Bavlsik v. General Motors, No. 16-1491 (8th Cir. 2017)
Annotate this CasePlaintiff filed suit against GM after was involved in an accident where he sustained a cervical-spinal cord injury that rendered him a quadriplegic. Plaintiff was in a GMC Savana van and, although he had his seatbelt on during the time of the crash, it did not prevent him from hitting his head on the roof of the van when the vehicle rolled over. The jury found GM negligent for failing to test the van and such negligence caused plaintiff's injuries. The district court then granted GM's renewed motion for judgment as a matter of law (JML) and set aside the verdict. The trial court also conditionally granted a new trial solely as to damages. The Eighth Circuit reversed the district court's judgment as to the motion for JML and held that there was legally sufficient evidence for a reasonable jury to find GM liable for negligent design, specifically for failing to conduct adequate testing. The court affirmed the conditional grant of a partial new trial on damages.

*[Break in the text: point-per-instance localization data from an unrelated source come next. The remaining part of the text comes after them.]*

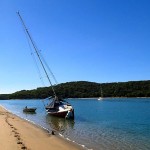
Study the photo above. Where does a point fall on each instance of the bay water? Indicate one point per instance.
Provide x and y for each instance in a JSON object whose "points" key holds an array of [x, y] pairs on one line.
{"points": [[109, 124]]}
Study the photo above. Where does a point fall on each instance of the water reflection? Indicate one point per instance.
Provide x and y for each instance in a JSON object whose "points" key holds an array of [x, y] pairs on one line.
{"points": [[59, 124]]}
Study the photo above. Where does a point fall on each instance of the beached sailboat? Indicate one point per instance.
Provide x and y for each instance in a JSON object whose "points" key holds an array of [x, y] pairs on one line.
{"points": [[29, 109], [57, 107]]}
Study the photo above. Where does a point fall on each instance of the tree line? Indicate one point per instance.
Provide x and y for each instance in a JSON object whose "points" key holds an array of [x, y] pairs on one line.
{"points": [[84, 89]]}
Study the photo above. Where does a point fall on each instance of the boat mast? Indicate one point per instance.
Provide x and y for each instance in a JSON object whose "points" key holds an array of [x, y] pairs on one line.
{"points": [[36, 50]]}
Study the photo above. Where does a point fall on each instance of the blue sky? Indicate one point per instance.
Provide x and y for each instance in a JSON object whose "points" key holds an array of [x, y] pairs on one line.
{"points": [[89, 40]]}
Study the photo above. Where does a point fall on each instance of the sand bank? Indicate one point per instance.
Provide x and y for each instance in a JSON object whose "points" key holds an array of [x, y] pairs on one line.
{"points": [[17, 134]]}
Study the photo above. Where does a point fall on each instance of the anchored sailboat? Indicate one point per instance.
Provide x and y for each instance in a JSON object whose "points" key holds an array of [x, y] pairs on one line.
{"points": [[57, 107]]}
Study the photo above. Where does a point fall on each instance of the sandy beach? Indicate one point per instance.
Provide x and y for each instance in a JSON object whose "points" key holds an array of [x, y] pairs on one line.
{"points": [[17, 134]]}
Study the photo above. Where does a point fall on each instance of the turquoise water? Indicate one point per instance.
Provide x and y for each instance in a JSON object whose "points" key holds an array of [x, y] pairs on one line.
{"points": [[111, 124]]}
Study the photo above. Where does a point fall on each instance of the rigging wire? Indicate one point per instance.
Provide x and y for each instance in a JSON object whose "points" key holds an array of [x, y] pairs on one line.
{"points": [[35, 61], [37, 52]]}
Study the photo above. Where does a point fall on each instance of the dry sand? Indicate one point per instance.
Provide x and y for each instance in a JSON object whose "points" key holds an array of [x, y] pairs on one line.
{"points": [[18, 134]]}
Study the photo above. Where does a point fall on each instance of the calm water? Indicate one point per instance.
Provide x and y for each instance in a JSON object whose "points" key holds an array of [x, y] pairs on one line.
{"points": [[111, 124]]}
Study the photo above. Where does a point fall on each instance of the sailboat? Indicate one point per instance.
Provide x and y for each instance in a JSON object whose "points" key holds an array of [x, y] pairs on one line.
{"points": [[57, 107], [101, 97]]}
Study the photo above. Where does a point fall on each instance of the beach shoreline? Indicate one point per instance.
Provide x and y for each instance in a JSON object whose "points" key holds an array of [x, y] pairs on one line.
{"points": [[18, 133]]}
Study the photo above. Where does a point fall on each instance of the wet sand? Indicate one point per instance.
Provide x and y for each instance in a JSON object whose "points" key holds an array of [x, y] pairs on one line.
{"points": [[18, 134]]}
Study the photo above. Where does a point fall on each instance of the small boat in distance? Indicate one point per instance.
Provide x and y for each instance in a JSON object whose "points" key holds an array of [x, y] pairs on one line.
{"points": [[32, 109], [57, 107]]}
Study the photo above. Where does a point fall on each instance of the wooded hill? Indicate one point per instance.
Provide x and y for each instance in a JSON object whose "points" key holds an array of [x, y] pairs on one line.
{"points": [[84, 89]]}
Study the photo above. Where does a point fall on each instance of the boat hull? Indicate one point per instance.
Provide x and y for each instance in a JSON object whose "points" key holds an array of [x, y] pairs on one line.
{"points": [[63, 114]]}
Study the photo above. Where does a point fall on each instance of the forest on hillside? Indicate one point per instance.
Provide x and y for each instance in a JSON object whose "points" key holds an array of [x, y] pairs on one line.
{"points": [[84, 89]]}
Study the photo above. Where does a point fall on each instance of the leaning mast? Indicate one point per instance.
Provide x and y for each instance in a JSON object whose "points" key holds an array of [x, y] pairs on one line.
{"points": [[36, 50]]}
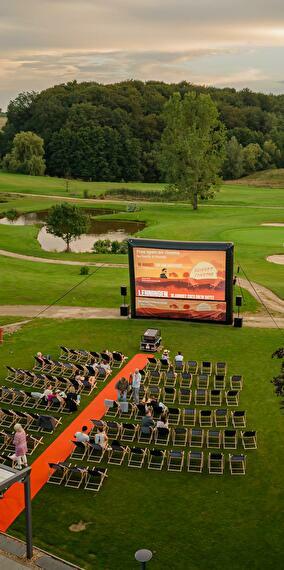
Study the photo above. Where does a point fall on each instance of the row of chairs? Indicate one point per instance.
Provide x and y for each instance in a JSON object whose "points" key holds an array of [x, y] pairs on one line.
{"points": [[90, 478]]}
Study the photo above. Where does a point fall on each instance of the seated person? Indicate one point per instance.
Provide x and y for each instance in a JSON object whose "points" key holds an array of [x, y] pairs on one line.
{"points": [[163, 421], [82, 436], [147, 423]]}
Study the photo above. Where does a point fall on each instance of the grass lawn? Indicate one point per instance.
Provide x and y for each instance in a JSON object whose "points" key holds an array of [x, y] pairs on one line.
{"points": [[188, 521]]}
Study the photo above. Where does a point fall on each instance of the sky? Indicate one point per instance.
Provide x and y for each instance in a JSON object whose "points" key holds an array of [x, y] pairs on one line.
{"points": [[236, 43]]}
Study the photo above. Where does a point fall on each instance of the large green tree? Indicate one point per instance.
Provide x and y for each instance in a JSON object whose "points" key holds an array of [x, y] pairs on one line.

Court Description: Riley, Author, with Gruender, Circuit Judge, and Gritzner, District Judge] Civil case - Products liability. The district court erred in granting the defendant's motion for judgment as a matter of law on the failure-to-test portion of plaintiff's negligent-design claim as plaintiffs' evidence regarding duty, breach, causation and damages was sufficient to support the jury's verdict; the court is not convinced the record so clearly demonstrated a compromise verdict that the district court abused its discretion in not recognizing as much, and it did not abuse its discretion in conditionally granting a partial new trial on plaintiff Bavlsik's future damages and on plaintiff Skelly's damages, past and future, and in rejecting defendant's argument that a compromise verdict required a new trial on both liability and damages.